Kundalpur is a town located in Damoh district in the Indian state of Madhya Pradesh. Located 37 kilometres (23 miles) northeast of the city of Damoh, Kundalpur is a pilgrimage site for Jains.

There is a large statue of Rishabhanatha (also known as “Bade Baba” and “Adinath”) on top of the hill in Kundalpur. The statue, seated in the lotus position, is 15 feet in height and is on a 3-foot high pedestal. It is flanked on both sides by Parshvanatha images of the same height. The statue was incorrectly identified in 1878 by Joseph David Beglar, who noted the inscription mounted on the wall, as of Neminatha. The statue was again incorrectly identified in 1884 by Alexander Cunningham as an image of Mahavira. Niraj Jain established that the statue is in fact of Rishabhanatha. This is also the place of salvation of the last Kevali, named Shridhar Kevali. Photographs of the Bade Baba statue have been widely used in many publications, calendars, and posters.
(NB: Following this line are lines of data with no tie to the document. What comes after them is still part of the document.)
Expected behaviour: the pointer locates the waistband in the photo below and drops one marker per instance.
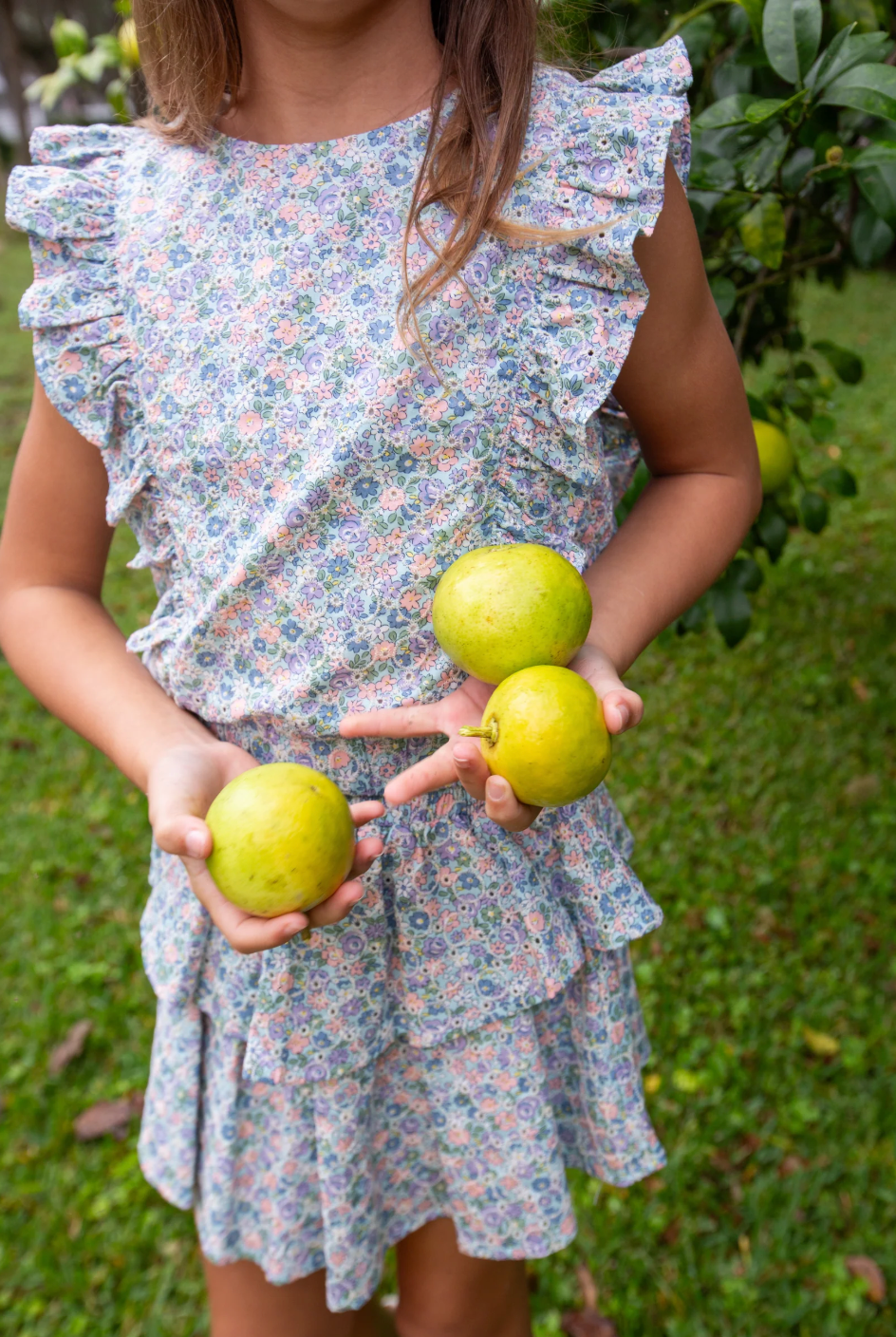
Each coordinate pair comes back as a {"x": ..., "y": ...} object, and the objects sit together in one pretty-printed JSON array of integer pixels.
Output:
[{"x": 360, "y": 766}]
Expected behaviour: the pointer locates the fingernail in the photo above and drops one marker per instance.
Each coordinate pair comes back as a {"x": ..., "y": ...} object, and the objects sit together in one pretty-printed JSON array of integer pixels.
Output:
[{"x": 196, "y": 844}]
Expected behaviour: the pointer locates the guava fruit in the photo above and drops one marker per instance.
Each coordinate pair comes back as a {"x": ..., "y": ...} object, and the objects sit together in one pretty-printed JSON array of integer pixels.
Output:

Among all the temples of Kundalpur, the most famous is the Bade Baba temple, with Rishabhanatha (affectionately termed “Bade Baba”) as the principal deity. Another temple — called Jal Mandir — is situated in the middle of Vardhamana pond, at the foot of the hill. A Samosharana temple was built that commemorated the 25th anniversary of the parinirvana of Lord Mahavira in 1974. A manastambha in the center of the dharmashala was constructed in 1975.

According to Alexander Cunningham, in 1884 there were 20 temples on the hill and 30 temples at the foot of the hill near the pond known as “Vardhamana Talao”. The temples are square blocks with dome roofs and pinnacles of different sizes.

The original Bade Baba temple, estimated to date from the 6th century CE, was the oldest temple at Kundalpur. It included smaller shrines and temples, and was enclosed within a fortified compound with tall rubble masonry walls on top of the hill. The main garbhagrih contained the Bade Baba pratima which along with its parikar (including the Parshvanth images) occupied the entire back wall. According to an inscription in the temple, the temple was renovated by the disciples of Bhattaraka Surendrakirti, with assistance from Bundela ruler Chhatrasal. The 4th line of the inscription — which is dated 31 December 1700 CE — mentions the name of Mahavira, and line 8 mentions the terms Jina Marga (the “path to liberation”) and Jinadharma.